The Clock Narrows
Confronto na Sala Antiga
Caio empurrou a porta do apartamento com o ombro, a página rasgada ainda dobrada na mão esquerda como se queimasse. O cheiro de café requentado e óleo de máquina de costura o atingiu antes mesmo de ver a tia.
Lúcia estava de costas, curvada sobre a Singer preta, pedalando devagar como se costurasse o silêncio. A fita métrica de alfaiate pendia do pescoço dela, frouxa, inútil agora.
— 'Entregar L.' — disse Caio, voz baixa, mas cortante. Jogou o papel na mesa ao lado da máquina. A folha caiu aberta, a letra cursiva de Zé Raimundo tremendo na luz fraca da lâmpada.
Lúcia parou de pedalar. Não virou de imediato. Só os ombros subiram uma fração, como quem recebe um soco que já esperava.
— Você não devia ter trazido isso pra cá — murmurou ela.

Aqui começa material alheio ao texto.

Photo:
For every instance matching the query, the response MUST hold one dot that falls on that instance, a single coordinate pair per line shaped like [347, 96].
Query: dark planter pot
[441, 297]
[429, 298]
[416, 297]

— Eu não trouxe. Trouxeram pra mim. Armado na cara. — Caio deu dois passos para dentro da sala. — Seis dias, tia. O bilhete na porta. Agora isso. O que você guardou pra minha irmã?
Ela finalmente se virou. Os olhos fundos, vermelhos de quem não dorme há mais de uma noite. Pegou a página com dedos que tremiam só o suficiente para ele notar.
— Não era pra você saber.
— Ela morreu por causa disso, não foi? — A pergunta saiu mais rouca do que ele queria. — Não foi acidente. Ela descobriu o desvio das indenizações e ameaçou abrir a boca.
Lúcia fechou os olhos por um segundo longo.
— A carga especial chegou dois dias antes da explosão. Zé me chamou de noite, disse que precisava de um lugar seguro por algumas semanas. Eu recusei. Ele insistiu. Disse que era a única forma de proteger o dinheiro dos homens que tinham ficado sem nada depois do acidente. Eu cedi. — A voz dela rachou na última palavra. — Só guardei o contêiner de ferramentas. Nunca abri. Juro.
— Mas ela descobriu.
— Sim. — Lúcia baixou o olhar para a página. — Marina encontrou o comprovante na gaveta dele. Confrontou Zé. Ameaçou ir à polícia. Dois dias depois… a explosão.
Caio sentiu o chão inclinar de leve. Encostou na parede para não cair.
— E você ficou quieta.
— Eu tinha medo. — Ela ergueu o rosto, os olhos molhados mas firmes. — Medo por você, que já tinha ido embora. Medo por mim, que ainda vivia aqui. Medo do que fariam se soubessem que eu guardei a carga. Mas a lista completa… não está comigo.
— Onde está?
— No barracão do Tio Lauro, no cais. Dentro de um contêiner velho de ferramentas. Ele enterrou antes de sumir. Se ainda estiver lá… é o único lugar.
Caio respirou fundo, o ar parecendo grosso.
— Então eu vou buscar.
— Não vai, Caio. — A voz dela subiu pela primeira vez. — Seis dias viraram menos. Eles estão acelerando. Se você mexer naquele barracão, vão saber na hora. E vão vir atrás de nós dois.
Antes que ele pudesse responder, três batidas secas e pesadas na porta fizeram os dois congelarem.
— Dona Lúcia! — voz masculina do outro lado, oficial, sem paciência. — Autoridade Portuária. Abra, por favor.
Lúcia olhou para Caio, pânico cru no rosto.